Ese ejercicio de escritura necesario –“no quiero dejar de escribir. No sé qué haré sin estas páginas”, dice– es el “relato de un hecho inexorable”, que no es catarsis porque no purifica ni sana, sino una estrategia para no dejarse ir, para mantenerse vivo. Así lo fue también para algunos sobrevivientes de los campos de concentración: mediante la escritura intentaron recuperar su lugar en el mundo, su nombre –nombrarse de nuevo tras haber sido convertidos en número–, e intentaron también cumplir una especie de mandato como testigos. Primo Levi lo llamó “la alegría liberadora de poder contar”, no porque hubiera nada celebrable en su recuerdo, sino porque sabía que dar testimonio consigue que las cosas existan: las pequeñas historias particulares, de no ser narradas, nadie las conocería: “La prueba de su existencia son estas palabras mías”, decía el escritor italiano. Y Jorge Semprún subrayaba el deber de contar en La escritura o la vida: “Jamás lo sabrán los que no lo han vivido. Jamás realmente... Pero quedan los libros”. Y los lectores agradecemos que esos libros existan. Quizá algún día los necesitemos, si nos tocara habitar territorios similares y dibujar nuestra propia cartografía a tientas.

El mito y el espejo

Sergio del Molino ha dicho en varias ocasiones que “un país sin relato no es un país”. Esto se puede extender a las familias –no hay una sin tíos de leyenda o abuelos héroes que han abierto caminos o librado grandes batallas–, y también a la propia vida. Existimos en la medida en que nos miramos al espejo y nos contamos, reconocemos cicatrices que se convierten en medallas o en la huella de heridas que han dejado de sangrar; en narración. El escritor sabe esto y con talento saca punta a esas mitologías de la patria –los que han influido en la configuración histórica, social y cultural del país–, así como al pasado de las estirpes, los mitos domésticos y las cuitas casi siempre comunes de la juventud, esas que aluden al barrio, a los maestros inolvidables y a  los deseos de escapar de la adolescencia. En esa armazón se basan libros suyos como La mirada de los peces (2016) o Lo que a nadie le importa (2014), que parten de su propia vida, en una línea cercana a las novelas sin ficción de Emmanuel Carrère o las exploraciones autobiográficas de Karl Ove Knausgård.

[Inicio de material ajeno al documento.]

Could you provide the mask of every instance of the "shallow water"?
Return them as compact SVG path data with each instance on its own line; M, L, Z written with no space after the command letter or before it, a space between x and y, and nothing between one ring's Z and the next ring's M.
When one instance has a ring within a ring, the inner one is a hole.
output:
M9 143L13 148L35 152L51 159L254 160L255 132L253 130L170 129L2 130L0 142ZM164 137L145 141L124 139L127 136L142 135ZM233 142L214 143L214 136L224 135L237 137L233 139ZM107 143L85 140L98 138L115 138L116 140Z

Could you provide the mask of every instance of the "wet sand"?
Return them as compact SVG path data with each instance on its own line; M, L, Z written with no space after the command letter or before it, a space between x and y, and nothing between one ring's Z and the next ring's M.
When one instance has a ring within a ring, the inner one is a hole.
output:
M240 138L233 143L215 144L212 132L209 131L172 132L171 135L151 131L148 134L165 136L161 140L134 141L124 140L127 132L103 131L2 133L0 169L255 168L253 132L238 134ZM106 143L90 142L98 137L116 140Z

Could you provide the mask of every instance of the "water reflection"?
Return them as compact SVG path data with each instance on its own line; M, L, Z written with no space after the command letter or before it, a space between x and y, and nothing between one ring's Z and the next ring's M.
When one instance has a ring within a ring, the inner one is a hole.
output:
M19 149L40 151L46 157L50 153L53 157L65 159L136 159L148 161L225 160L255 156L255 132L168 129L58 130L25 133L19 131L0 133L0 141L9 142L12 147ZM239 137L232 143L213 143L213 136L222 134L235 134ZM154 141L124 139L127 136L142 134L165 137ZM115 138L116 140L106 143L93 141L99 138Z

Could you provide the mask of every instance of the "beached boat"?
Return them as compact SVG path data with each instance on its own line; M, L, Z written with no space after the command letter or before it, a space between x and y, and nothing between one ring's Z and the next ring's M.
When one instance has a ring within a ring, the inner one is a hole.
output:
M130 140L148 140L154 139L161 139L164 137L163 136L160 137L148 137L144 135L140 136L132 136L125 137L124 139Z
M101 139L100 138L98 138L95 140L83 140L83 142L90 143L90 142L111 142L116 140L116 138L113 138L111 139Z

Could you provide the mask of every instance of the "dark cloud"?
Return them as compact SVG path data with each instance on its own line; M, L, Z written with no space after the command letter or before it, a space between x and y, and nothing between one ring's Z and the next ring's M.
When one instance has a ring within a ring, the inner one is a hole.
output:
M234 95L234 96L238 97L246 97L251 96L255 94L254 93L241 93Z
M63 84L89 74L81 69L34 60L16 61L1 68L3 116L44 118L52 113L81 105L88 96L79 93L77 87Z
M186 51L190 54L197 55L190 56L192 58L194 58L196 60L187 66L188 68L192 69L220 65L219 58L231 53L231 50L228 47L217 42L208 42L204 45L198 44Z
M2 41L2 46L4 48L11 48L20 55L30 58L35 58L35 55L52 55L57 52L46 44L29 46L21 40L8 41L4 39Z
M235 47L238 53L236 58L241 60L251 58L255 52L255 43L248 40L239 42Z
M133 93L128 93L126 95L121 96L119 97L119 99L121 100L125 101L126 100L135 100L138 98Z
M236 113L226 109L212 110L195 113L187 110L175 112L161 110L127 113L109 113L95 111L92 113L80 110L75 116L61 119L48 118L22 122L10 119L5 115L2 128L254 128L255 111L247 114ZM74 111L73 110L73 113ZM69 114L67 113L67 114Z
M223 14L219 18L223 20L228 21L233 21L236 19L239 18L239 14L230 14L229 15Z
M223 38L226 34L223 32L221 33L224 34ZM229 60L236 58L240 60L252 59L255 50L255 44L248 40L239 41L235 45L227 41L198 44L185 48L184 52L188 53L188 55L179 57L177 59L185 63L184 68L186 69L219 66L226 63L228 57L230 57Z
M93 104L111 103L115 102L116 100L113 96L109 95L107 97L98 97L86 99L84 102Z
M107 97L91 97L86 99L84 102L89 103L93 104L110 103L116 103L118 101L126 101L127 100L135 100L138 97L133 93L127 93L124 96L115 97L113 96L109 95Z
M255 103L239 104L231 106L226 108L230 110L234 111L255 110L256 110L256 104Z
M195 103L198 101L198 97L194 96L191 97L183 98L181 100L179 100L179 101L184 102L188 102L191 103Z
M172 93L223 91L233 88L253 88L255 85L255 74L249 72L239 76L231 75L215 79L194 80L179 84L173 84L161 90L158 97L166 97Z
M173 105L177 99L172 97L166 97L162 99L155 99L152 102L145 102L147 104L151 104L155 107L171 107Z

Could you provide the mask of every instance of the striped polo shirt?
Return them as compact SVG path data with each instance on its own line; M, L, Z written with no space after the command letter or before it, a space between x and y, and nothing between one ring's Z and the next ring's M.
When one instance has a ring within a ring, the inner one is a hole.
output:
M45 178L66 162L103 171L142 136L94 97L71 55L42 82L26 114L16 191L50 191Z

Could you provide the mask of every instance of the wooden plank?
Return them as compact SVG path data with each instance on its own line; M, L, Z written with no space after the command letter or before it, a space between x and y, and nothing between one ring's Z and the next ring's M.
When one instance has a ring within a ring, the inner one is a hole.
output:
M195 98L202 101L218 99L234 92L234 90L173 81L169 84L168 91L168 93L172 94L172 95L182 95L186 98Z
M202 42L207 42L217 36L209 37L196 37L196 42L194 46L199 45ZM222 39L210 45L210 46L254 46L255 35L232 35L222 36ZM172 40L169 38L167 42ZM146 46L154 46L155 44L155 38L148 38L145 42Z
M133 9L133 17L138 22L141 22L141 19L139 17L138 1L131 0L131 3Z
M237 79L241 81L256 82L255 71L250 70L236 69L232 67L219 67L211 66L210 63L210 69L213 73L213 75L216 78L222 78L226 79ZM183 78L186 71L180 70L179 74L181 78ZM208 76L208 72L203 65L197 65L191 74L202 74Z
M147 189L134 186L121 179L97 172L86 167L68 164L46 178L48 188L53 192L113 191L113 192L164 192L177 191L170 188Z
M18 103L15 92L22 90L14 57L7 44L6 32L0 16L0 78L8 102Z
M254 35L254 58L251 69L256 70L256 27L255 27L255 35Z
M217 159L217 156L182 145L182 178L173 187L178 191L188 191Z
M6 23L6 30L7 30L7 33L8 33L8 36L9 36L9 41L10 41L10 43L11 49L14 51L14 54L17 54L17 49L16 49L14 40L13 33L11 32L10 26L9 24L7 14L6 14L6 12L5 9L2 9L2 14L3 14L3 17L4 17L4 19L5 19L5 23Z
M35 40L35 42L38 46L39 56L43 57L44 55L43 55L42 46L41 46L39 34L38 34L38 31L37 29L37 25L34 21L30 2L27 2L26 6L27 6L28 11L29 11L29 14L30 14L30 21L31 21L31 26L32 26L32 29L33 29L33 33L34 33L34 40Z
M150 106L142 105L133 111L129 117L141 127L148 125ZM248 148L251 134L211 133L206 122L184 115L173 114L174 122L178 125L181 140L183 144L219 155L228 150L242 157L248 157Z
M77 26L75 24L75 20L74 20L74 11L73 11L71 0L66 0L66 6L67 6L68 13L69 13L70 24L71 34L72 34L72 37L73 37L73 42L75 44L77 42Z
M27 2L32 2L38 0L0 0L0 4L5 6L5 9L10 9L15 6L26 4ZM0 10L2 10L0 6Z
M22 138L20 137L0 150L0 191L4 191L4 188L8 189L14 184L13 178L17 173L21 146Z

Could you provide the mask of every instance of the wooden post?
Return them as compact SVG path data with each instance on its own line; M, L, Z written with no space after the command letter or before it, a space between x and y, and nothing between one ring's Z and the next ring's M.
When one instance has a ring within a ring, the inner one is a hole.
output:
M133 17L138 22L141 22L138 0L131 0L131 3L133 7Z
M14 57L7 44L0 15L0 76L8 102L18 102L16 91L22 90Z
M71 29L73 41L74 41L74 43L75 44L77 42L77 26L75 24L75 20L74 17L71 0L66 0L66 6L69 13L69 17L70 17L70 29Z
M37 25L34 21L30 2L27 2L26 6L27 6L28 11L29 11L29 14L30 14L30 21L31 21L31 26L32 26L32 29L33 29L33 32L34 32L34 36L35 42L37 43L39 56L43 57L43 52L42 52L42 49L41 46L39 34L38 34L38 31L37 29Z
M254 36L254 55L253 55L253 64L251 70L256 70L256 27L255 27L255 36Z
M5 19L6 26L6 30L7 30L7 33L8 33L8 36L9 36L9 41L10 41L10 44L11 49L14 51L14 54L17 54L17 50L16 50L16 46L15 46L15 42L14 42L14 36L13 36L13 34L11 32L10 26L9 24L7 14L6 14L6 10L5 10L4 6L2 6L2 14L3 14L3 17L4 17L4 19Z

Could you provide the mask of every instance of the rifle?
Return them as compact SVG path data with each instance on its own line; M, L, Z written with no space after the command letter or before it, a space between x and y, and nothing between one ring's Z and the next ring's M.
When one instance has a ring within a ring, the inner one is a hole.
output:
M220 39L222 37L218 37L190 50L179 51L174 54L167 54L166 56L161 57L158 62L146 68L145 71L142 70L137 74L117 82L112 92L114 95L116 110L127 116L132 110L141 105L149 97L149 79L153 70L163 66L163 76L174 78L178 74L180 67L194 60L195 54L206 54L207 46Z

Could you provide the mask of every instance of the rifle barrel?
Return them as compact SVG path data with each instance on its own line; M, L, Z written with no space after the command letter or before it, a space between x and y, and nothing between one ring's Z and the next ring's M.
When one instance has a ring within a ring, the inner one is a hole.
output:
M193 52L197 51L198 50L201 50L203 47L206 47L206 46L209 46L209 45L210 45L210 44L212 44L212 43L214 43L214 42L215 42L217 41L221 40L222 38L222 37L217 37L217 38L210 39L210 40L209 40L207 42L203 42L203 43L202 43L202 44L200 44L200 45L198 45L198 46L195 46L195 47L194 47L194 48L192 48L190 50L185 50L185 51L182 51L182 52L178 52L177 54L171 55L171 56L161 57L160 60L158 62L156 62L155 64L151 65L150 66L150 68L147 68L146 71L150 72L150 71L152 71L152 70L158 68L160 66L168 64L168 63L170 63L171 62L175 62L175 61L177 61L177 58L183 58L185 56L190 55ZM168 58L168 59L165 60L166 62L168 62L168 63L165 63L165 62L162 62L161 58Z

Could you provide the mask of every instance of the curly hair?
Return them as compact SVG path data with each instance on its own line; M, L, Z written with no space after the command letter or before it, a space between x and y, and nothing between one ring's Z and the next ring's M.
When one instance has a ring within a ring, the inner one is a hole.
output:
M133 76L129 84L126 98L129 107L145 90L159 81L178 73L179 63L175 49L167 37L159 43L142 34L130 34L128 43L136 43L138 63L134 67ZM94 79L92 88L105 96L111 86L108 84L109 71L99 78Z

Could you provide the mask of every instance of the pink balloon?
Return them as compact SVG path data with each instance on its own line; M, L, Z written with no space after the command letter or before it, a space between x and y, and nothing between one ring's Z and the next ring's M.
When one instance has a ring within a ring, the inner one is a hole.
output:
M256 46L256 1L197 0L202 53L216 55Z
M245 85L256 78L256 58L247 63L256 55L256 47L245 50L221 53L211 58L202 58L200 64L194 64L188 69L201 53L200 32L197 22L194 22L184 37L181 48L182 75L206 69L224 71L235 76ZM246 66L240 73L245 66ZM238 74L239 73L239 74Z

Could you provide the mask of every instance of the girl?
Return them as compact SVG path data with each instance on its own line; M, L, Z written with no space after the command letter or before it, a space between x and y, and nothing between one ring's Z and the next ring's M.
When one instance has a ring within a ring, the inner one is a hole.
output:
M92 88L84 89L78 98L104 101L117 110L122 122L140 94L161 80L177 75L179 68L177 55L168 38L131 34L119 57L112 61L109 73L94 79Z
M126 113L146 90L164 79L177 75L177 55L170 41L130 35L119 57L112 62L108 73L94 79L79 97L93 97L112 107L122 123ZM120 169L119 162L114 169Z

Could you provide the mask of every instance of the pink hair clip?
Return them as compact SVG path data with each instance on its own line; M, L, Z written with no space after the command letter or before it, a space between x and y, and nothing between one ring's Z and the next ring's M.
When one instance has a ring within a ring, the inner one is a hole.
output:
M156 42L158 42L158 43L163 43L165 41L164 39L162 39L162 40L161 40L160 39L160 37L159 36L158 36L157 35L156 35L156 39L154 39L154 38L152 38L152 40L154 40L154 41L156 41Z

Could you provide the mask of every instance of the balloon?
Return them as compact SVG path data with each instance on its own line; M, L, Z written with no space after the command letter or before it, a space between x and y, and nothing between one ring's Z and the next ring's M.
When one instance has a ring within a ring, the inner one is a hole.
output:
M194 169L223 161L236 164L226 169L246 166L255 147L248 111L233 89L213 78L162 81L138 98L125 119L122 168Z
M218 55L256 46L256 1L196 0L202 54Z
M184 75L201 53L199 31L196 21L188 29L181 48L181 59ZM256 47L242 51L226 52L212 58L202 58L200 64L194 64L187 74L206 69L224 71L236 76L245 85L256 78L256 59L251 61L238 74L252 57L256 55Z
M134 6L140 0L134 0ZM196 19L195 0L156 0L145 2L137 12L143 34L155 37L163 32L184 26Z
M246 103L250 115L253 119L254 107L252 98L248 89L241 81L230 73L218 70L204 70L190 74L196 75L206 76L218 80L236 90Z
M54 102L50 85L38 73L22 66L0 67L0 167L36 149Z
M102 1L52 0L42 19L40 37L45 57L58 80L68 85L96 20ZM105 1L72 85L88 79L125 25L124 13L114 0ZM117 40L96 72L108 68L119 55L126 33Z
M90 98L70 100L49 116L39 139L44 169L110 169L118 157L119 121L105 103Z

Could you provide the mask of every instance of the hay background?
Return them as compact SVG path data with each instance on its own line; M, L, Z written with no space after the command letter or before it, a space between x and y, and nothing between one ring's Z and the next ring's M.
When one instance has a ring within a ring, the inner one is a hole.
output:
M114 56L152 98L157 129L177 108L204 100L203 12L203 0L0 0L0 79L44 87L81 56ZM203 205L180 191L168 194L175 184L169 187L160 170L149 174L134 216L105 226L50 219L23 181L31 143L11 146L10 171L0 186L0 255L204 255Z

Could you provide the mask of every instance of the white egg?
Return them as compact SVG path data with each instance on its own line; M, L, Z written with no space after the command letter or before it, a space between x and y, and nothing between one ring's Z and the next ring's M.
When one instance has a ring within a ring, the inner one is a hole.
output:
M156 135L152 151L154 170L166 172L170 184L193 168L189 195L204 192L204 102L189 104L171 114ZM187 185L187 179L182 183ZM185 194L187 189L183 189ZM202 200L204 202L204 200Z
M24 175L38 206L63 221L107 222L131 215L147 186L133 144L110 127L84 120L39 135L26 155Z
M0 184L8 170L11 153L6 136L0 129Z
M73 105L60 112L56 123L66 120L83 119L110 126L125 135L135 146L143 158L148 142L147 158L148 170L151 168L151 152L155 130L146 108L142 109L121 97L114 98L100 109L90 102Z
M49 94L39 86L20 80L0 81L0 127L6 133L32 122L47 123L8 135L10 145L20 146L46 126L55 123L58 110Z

La autorreferencia es la tendencia de nuestro tiempo, como dice Pedro Sorela: el yo, la primera persona del singular, gana de lejos. En la literatura contemporánea, cientos de autores cuentan su historia, su lucha, desde la prosa más elevada hasta ejercicios penosos de autoelogio, masturbación textual o cuentos ya muy trasnochados con drogas duras y polvos tristes. La mirada personal de Sergio del Molino está más cerca de las primeras. Sus libros están hechos de escritura confesional y memoria. Se tratan de biografías que, de algún modo, elige y al tiempo crea con la escritura. No porque la invente, sino porque tal vez, y como decía Borges, el realismo es el más fantástico de los delirios literarios.


Pero el escritor sabe que hablar desde ángulos que permiten el reconocimiento es eficaz. Él mismo, cuando alude a La lluvia amarilla de Julio Llamazares (1983) –una novela que habla de España en clave realista, sobre cómo se vació un pueblo del Pirineo en los años 70– asegura que el autor intuía que su libro podía tocar algo muy hondo en muchos lectores, porque iban a sentir que esa novela estaba escrita para ellos, pues les contaba su propia historia. Y él no escapa de esa intuición. Conoce de sobra ese tópico que manda a escribir de la aldea para ser universal –de Tolstoi y García Márquez a Twin Peaks o True Detective–, y su obra también es ese espejo al borde del camino del que hablaba Stendhal: el pueblo de los padres y los abuelos, el país de las nostalgias –el que existe en la memoria–, el barrio periférico y obrero en el que creció la mayoría de su generación, hija de inmigrantes rurales a la ciudad.

Pero del Molino va más allá del puro realismo, y muchos lectores se han reconocido en sus páginas: se saben las mismas canciones, han comido las mismas pipas y fumado los mismos porros, sus barrios, no importa el nombre, son todos el mismo. Incluso sus tedios son parecidos. Cuenta su vida, que es casi la de cualquier español. Y eso, por lo general, triunfa y gana premios: a la gente le gusta verse, oír que esos libros tratan de ellos, compartir las claves de obras que tienen ecos en los noticieros que han visto y cuyos personajes reconocen. De ahí que un escritor como Rafael Chirbes haya sido uno de los más exitosos en los últimos años por escribir sobre la especulación inmobiliaria y retratar la España de la crisis económica. O que la serie más longeva en televisión sea la que recrea una familia desde los años de la Transición hasta hoy. O que entre las películas más taquilleras figuren las que hablan de apellidos vascos y catalanes. Y por eso mismo, La España vacía figura entre los libros más vendidos el año pasado junto con Patria, de Fernando Aramburu, una novela sobre los años más oscuros del País Vasco.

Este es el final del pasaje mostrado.